AMD: R8xx Speculation

How soon will Nvidia respond with GT300 to upcoming ATI-RV870 lineup GPUs

  • Within 1 or 2 weeks

    Votes: 1 0.6%
  • Within a month

    Votes: 5 3.2%
  • Within couple months

    Votes: 28 18.1%
  • Very late this year

    Votes: 52 33.5%
  • Not until next year

    Votes: 69 44.5%

  • Total voters
    155
  • Poll closed .
It's still the tree names bugging me for some reason, why trees?

It keeps me awake late at night, honest. :oops:

Guilty conscience ;) ... about the wasteland they left in the third world with this new products quick release scheme.

Do you really think they think green as they logo shows. Bingo :thumbup: they do .... they think about green bucks they rip off from a happy customers :LOL: :rofl:
 
It's still the tree names bugging me for some reason, why trees?

It keeps me awake late at night, honest. :oops:

Because being all ecoactivist and green and whatnot is good marketing nowadays, and what could be more green than evergreen trees? (Family name Evergreen, all chips named after really evergreen trees)
 
Because being all ecoactivist and green and whatnot is good marketing nowadays, and what could be more green than evergreen trees? (Family name Evergreen, all chips named after really evergreen trees)

IIRC, AMD got some complaints for naming its new mobile platform Congo; that evokes genocide more strongly than it does the river which is what AMD had intended. These new names are a far cry from the early days of the industry. After 3DFX used the code name Napalm and hearing retail names like "Apocalypse 5D," I wholly expected a card to debut as the "Genocide 128" or be code named something like "My Lai FX," "Darfur 3D," or "Zyklon-B 256."
 
It's still the tree names bugging me for some reason, why trees?

It keeps me awake late at night, honest. :oops:

It's probably just random. Geeks tend to quickly run out of meaningful code names, so you end up with groups of things named in a random fashion.

In a place I worked, servers were named after planets, training room 1 machines were named after cartoon characters, training room 2 machines were named after spaceships from movies, etc. Every time someone commissioned a group of machines for something, someone chose a random group they could easily pick names out of.

It simply wasn't worth the time or effort to come up with something incredibly clever and meaningful, so it was random groups/names just pulled out of the air by whoever was doing the work at the time.

Whoever it was at ATI that chose to use Canadian trees is probably laughing at the attempts to divine some kind of meaning out of something he probably spent ten seconds choosing because he happened to be looking out the window at a Juniper tree at the moment he wrote the memo with the new product code names.
 
It's still the tree names bugging me for some reason, why trees?

It keeps me awake late at night, honest. :oops:

Hemlock is a poisonous plant. They used it to kill people sentenced to death, in ancient Greece! Socrates died from that.

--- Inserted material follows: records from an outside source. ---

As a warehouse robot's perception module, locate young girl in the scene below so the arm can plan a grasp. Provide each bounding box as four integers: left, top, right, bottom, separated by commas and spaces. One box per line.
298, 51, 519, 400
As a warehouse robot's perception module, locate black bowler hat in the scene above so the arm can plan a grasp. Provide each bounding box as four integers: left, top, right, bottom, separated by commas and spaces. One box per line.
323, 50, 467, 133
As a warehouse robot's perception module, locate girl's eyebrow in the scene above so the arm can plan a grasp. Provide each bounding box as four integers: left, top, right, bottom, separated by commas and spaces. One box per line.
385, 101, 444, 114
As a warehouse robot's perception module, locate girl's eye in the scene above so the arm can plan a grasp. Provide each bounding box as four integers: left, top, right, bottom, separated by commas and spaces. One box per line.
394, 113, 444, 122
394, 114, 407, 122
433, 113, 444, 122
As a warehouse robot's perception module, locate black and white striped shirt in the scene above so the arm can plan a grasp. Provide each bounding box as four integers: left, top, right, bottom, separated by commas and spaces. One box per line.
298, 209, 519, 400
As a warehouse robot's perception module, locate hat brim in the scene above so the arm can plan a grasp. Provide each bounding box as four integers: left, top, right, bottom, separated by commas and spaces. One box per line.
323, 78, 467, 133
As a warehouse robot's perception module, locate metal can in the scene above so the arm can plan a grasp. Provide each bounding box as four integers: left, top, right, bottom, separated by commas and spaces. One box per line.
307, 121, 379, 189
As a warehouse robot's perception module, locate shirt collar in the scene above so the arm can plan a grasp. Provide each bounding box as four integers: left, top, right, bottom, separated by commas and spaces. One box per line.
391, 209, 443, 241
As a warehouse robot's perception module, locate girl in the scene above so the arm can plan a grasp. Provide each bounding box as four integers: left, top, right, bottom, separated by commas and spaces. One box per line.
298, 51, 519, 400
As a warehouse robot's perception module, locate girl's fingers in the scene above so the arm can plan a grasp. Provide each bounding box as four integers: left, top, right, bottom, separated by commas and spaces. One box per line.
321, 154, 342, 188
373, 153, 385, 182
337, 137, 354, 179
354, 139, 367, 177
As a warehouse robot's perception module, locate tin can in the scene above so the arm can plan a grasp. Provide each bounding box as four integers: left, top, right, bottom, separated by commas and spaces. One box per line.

So hemlock could suggest that this is what ATI is going to give Nvidia to drink! lol

It could be Terry Makedon's idea too, since he has Greek roots and all. I imagine him while writing drivers for the new babies and after seeing what they can do, mumbling to himseld "that's what i am goind to feed you Nvidia, hemlock"! :devilish:

Other than that, eco friendly has become trendy and it is one of the very few trends that are actually any good. Trees/plants are eco friendly...!
 
Other than that, eco friendly has become trendy and it is one of the very few trends that are actually any good. Trees/plants are eco friendly...!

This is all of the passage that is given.